Todo se fastidió cuando el vestido se convirtió en un mensaje.
España iba bien cuando todo el mundo estaba pendiente de un vestido, aunque sólo fuese por ver lo que había debajo. El problema nunca ha sido la frivolidad, sino el exceso de seriedad. Son los serios los que siempre han traído bajo sus rostros circunspectos la censura, la violencia y la opresión. Stalin temía a los cómicos, y los chistes florecieron durante la época soviética como bálsamo contra una seriedad insoportable.
Siempre será de fiar el que está al tanto de la prensa amarilla. Hay más sabiduría en una mesa de una peluquería que en un tratado de filosofía. Dicen que si un marciano llegase a España, la forma más rápida de conocernos sería echando un vistazo al Código Civil.
Pero no es verdad, el mosaico que forman las portadas de las revistas del corazón colgadas de las puertas del quiosco dicen mucho más de nuestra alma, nuestro pueblo y nuestra cultura. Todo lo demás son excusas de intelectuales para que la vida no les muerda. Y esos "sabios" medio leídos, heridos con su propia sensibilidad que a nadie importa, que se sienten tan superiores a su gente, cuando se hacen políticos, son tiranos. El tirano odia al pueblo al que pretende moralizar.
Por eso me gustaban los vestidos de "la Pedroche". Ella era deliciosamente frívola. Un curioso producto que interesaba porque combinaba el descaro y el gusto de barrio con sus ganas de enseñarnos parte de su cuerpo. Era una chavala orgullosa de lo que era, y no lo ocultaba.
Yo tenía ganas de ver a nuestra Sabrina de Vallecas, y cantar con ella un nuevo y liberador "boys, boys, boys". Creía que el vestido de este año seguiría la secuencia lógica de los últimos años, y que el interés que despertaría sería como un destape por fascículos. Cada año una hoja y este, por fin, tocaba taparse con una hojita de parra.
La cosa prometía cuando apareció vestida como una monja del siglo de oro que se hubiese enredado en la hiedra del huerto del convento. No sabíamos si Chicote sería el Don Juan que la deshonrase, y la Pedroche una doña Inés que, al estilo de Jenni Hermoso, acabase metiéndole un gol al macho alfa.

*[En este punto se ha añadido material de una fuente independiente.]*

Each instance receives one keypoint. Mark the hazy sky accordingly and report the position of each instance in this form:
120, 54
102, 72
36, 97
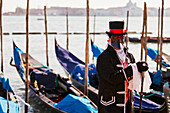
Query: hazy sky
10, 5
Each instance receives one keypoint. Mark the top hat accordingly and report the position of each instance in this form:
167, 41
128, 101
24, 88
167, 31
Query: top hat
116, 28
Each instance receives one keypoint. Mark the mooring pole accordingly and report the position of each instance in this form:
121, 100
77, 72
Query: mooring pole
67, 29
127, 39
158, 39
1, 37
27, 63
87, 53
46, 34
161, 41
144, 26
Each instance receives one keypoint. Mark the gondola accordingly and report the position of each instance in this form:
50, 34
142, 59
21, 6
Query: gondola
10, 104
150, 40
52, 90
69, 62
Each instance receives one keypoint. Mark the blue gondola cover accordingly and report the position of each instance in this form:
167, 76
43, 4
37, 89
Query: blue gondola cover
79, 74
96, 50
13, 107
67, 59
75, 104
5, 83
146, 104
17, 59
45, 78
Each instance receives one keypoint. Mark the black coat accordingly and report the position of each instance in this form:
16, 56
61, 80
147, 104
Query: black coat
111, 98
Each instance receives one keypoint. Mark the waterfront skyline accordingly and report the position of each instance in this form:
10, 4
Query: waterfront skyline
10, 5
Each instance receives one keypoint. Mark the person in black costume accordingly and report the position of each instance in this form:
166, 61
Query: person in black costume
114, 71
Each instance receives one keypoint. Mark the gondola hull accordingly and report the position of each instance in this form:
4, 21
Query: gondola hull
46, 90
94, 93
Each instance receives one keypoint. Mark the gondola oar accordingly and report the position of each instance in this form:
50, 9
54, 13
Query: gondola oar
27, 70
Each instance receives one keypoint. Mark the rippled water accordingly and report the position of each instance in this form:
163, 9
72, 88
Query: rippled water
76, 43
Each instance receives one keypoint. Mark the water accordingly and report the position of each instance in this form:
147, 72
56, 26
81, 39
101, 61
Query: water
76, 43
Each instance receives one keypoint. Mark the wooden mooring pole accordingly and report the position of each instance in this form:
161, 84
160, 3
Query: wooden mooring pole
27, 63
87, 53
2, 69
94, 25
67, 29
1, 37
142, 44
46, 34
161, 41
127, 22
158, 39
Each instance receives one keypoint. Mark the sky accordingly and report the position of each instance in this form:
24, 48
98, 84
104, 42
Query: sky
10, 5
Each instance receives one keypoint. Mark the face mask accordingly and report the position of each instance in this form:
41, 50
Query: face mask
116, 40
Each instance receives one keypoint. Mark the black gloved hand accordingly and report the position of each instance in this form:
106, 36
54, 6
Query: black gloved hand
142, 66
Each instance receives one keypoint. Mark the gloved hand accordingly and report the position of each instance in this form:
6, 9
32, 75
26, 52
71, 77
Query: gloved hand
142, 66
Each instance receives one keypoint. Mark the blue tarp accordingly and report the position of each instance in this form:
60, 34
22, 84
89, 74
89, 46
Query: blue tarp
146, 104
157, 78
75, 104
5, 83
13, 107
96, 50
67, 59
79, 74
45, 78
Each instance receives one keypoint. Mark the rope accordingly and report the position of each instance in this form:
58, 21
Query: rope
21, 100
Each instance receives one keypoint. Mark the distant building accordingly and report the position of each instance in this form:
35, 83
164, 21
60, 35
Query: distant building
115, 11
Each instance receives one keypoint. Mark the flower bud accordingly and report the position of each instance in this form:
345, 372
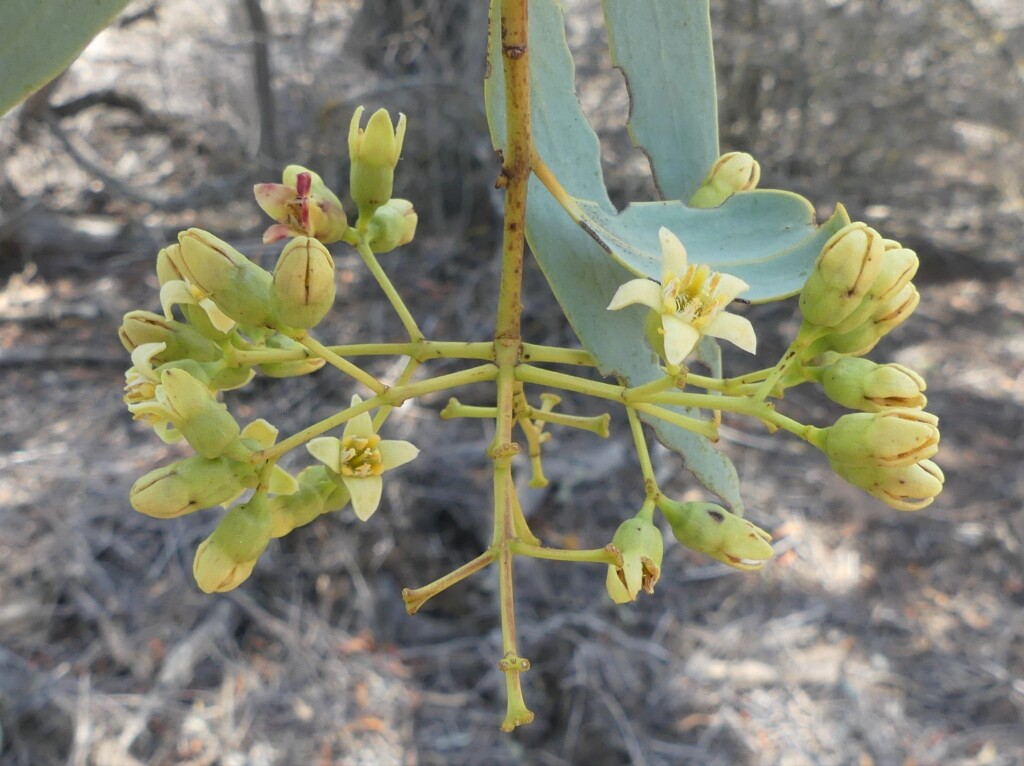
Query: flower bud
903, 487
289, 512
303, 206
303, 284
188, 485
861, 384
844, 272
375, 153
715, 532
892, 437
393, 224
170, 267
289, 369
641, 547
169, 264
182, 341
204, 422
225, 559
898, 266
732, 172
239, 287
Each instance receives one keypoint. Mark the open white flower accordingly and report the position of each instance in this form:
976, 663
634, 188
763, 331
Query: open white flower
690, 300
359, 458
144, 394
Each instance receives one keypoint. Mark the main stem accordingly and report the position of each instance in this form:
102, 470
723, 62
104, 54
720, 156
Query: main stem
508, 339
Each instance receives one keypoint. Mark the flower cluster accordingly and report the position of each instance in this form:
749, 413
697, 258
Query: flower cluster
226, 318
860, 290
687, 304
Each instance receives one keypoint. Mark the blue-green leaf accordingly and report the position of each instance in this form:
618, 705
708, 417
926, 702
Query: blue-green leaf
769, 239
664, 49
39, 39
581, 273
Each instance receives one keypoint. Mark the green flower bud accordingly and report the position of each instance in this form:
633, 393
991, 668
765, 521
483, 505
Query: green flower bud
239, 287
303, 283
640, 545
892, 437
898, 266
844, 272
225, 559
224, 378
289, 512
375, 154
885, 317
715, 532
861, 384
169, 265
204, 422
303, 206
903, 487
732, 172
392, 225
182, 341
289, 369
188, 485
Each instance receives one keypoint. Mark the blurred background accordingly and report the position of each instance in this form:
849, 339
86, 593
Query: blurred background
873, 638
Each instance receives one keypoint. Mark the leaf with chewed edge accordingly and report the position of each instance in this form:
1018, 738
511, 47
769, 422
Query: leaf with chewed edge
664, 50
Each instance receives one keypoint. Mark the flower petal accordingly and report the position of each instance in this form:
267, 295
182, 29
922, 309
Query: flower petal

Quizás es demasiado sofisticado, pero cualquier otra historia también hubiese valido para enseñar todo lo enseñable, y un poco más. A fin de cuentas, eso es lo que despertaba el interés, y el mejor mensaje contra las turras feministas y las chapas casposas.
Lo tenía muy fácil. ¡Bastaba recortar un poco más el traje para dar en el hocico a los pervertidos (detrás de un censor siempre hay un pervertido reprimido) y a las feministas amargadas!
Pero no, se nos presentó "como una ola", abrazada a la causa de Greenpeace, y nos colgó la matraca como esos activistas que despliegan las pancartas en sus lanchas a todo motor contra los petroleros.
Y es que siempre pasa lo mismo. Uno empieza a endiñar moralina al prójimo cuando ya no tiene nada más que enseñar.
Cristina Pedroche ha tirado por la borda el enorme capital inmaterial que había sabido acumular, y ha perdido la oportunidad de haberse consagrado como una de las grandes princesas del pueblo que hemos tenido, de colocarse en el olimpo junto a la Pantoja, la Jurado, o la Carrà.
Porque el "la", en España, es el título nobiliario que otorga el pueblo. Y la Pedroche lo ha perdido. Ahora sólo es Cristina Pedroche, la de las monsergas.